Zwei Briefe von Jacob Zwinger an seinen Vater Theodor Zwinger den Älteren
Jakob Zwinger
Einführung: William Barton. Version: 03.02.2025
Vorbemerkung: Diese Forschung wurde gänzlich durch den Wissenschaftsfonds FWF finanziert [‘LAGOOS’ Y 1519-G], Grant DOI 10.55776/Y1519, www.lagoos.org. Zum Zweck des freien Zugangs hat der Autor eine «Creative Commons Attribution CC BY»-Lizenz vergeben.
Entstehungszeit: Herbst 1582. Die beiden Briefe geben den Tag und den Monat ihrer Abfassung gemäss dem attischen Kalender an, in dem «Pyanepsion» ungefähr mit Ende Oktober und Anfang November zusammenfällt. Obwohl nicht klar ist, wie Zwinger diesen Kalender verwendet hat (ob er die attischen Monate mit seinem zeitgenössischen Kalender gleichgesetzt hat oder ob er das angegebene Datum nach dem ursprünglichen Mondmonatssystem berechnet hat) gibt die Universitätsbibliothek Basel in ihrem Katalog den 4. und 19. Oktober als Datum für die Briefe an.
Handschriften: Universitätsbibliothek Basel, Frey-Gryn Mscr I 11:Bl.419 (1. Brief); Universitätsbibliothek Basel, Frey-Gryn Mscr I 11:Bl.420 (2. Brief).

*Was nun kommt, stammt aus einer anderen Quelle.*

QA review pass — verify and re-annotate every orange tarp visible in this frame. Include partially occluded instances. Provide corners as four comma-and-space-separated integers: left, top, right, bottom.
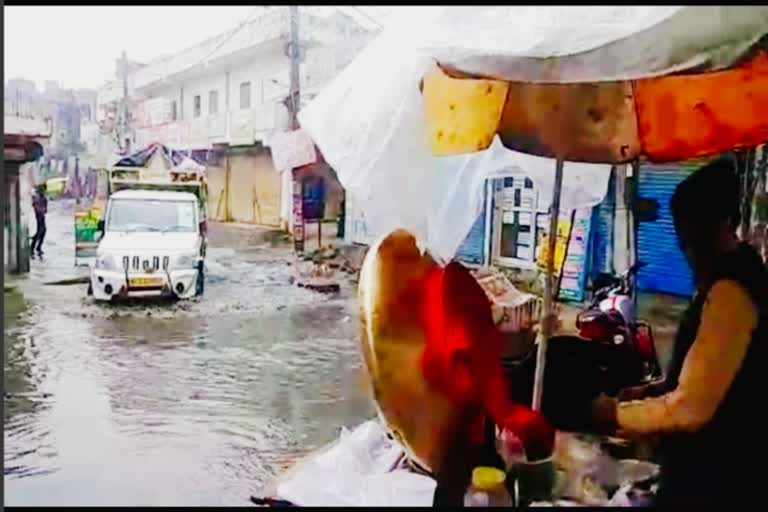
634, 53, 768, 161
423, 52, 768, 163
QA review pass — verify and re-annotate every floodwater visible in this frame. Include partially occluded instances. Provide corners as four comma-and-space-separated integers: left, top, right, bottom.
4, 202, 373, 506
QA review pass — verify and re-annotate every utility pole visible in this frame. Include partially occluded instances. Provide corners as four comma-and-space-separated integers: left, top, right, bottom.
120, 50, 130, 153
288, 5, 301, 130
285, 5, 304, 254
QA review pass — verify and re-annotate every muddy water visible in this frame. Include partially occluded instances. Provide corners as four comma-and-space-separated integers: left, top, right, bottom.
4, 199, 372, 505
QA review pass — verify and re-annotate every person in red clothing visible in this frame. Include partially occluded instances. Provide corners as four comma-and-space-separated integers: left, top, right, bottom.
30, 184, 48, 258
422, 263, 555, 506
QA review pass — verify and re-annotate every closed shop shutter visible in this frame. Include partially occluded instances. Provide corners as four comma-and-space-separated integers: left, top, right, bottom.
590, 173, 616, 276
456, 182, 488, 265
637, 165, 693, 297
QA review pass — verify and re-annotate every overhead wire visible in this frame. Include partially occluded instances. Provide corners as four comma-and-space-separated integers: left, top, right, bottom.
348, 5, 384, 28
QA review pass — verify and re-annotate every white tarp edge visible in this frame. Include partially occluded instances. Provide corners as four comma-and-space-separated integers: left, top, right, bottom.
299, 22, 610, 260
414, 5, 768, 82
299, 6, 768, 259
277, 420, 436, 507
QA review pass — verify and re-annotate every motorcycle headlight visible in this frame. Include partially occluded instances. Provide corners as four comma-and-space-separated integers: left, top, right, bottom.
96, 254, 117, 270
174, 253, 197, 268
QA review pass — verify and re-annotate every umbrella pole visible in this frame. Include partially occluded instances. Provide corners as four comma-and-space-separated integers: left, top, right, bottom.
531, 158, 564, 411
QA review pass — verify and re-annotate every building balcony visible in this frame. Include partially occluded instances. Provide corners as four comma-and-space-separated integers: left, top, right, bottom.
136, 101, 290, 150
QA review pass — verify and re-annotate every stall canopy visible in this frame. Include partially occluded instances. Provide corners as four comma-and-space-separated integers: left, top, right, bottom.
112, 143, 205, 172
299, 6, 768, 460
299, 6, 768, 259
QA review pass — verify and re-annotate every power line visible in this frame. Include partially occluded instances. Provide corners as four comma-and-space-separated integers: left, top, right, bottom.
348, 5, 384, 28
195, 5, 269, 66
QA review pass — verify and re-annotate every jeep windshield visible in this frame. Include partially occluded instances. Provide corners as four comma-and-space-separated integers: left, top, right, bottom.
106, 199, 198, 233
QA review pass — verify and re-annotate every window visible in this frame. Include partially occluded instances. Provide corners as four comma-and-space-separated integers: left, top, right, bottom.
496, 173, 548, 266
240, 82, 251, 108
208, 91, 219, 116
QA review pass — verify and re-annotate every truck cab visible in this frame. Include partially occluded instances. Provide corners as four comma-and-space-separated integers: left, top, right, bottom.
89, 189, 206, 301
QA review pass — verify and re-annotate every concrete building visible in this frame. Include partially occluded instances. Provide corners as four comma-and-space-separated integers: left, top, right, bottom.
97, 6, 374, 227
3, 111, 51, 273
3, 78, 98, 189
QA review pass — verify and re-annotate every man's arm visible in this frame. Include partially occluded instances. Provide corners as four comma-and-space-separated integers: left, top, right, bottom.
616, 280, 758, 436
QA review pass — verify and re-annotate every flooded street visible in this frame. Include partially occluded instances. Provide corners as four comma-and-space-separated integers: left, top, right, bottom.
4, 202, 372, 506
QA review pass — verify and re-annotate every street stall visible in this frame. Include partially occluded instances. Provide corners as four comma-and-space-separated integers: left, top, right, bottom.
278, 6, 768, 505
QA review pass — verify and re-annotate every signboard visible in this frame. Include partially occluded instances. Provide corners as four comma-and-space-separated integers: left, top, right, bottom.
270, 129, 317, 172
344, 193, 376, 245
559, 208, 592, 302
144, 98, 171, 126
291, 171, 304, 253
536, 212, 572, 276
75, 202, 102, 265
474, 270, 542, 333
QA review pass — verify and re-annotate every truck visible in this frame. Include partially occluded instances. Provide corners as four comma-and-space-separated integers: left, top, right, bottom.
88, 144, 207, 301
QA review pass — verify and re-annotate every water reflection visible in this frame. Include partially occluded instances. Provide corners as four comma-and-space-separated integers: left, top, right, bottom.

Jakob Zwinger, geboren am 15. August 1569 in Basel, ist heute vielleicht am besten bekannt als Sohn des berühmten Arztes und humanistischen Gelehrten Theodor Zwinger d. Ä. (1533-1588) und als Vater von Theodor Zwinger d. J. (1597-1654), einem bekannten Prediger und Theologen. Trotz seines frühen Todes, kurz nach seinem 41. Geburtstag, waren Jakobs eigene Leistungen als Hellenist und Arzt nicht gering.
Nach seiner Schulausbildung ging Jakob nach Italien, um von 1586 bis 1588 ein Medizinstudium an der Universität Padua zu absolvieren. Hier kam er in Kontakt mit bedeutenden italienischen Intellektuellen der damaligen Zeit wie Jacopo Zabarella und Alessandro Piccolomini. Nach einer Studienreise durch Italien und Deutschland kehrte er 1593 nach Basel zurück, wo er 1594 zum Doktor der Medizin promoviert wurde.
Im Jahr 1595 wurde Jakob als Professor für Griechisch an der Universität Basel berufen. Im folgenden Jahr heiratete er 1596 Judith Brand (1579-1610), Tochter des Basler Politikers und Diplomaten Bernhard Brand (1525-1594). Aus dieser Ehe ging unter anderem Theodor Zwinger d. J. hervor.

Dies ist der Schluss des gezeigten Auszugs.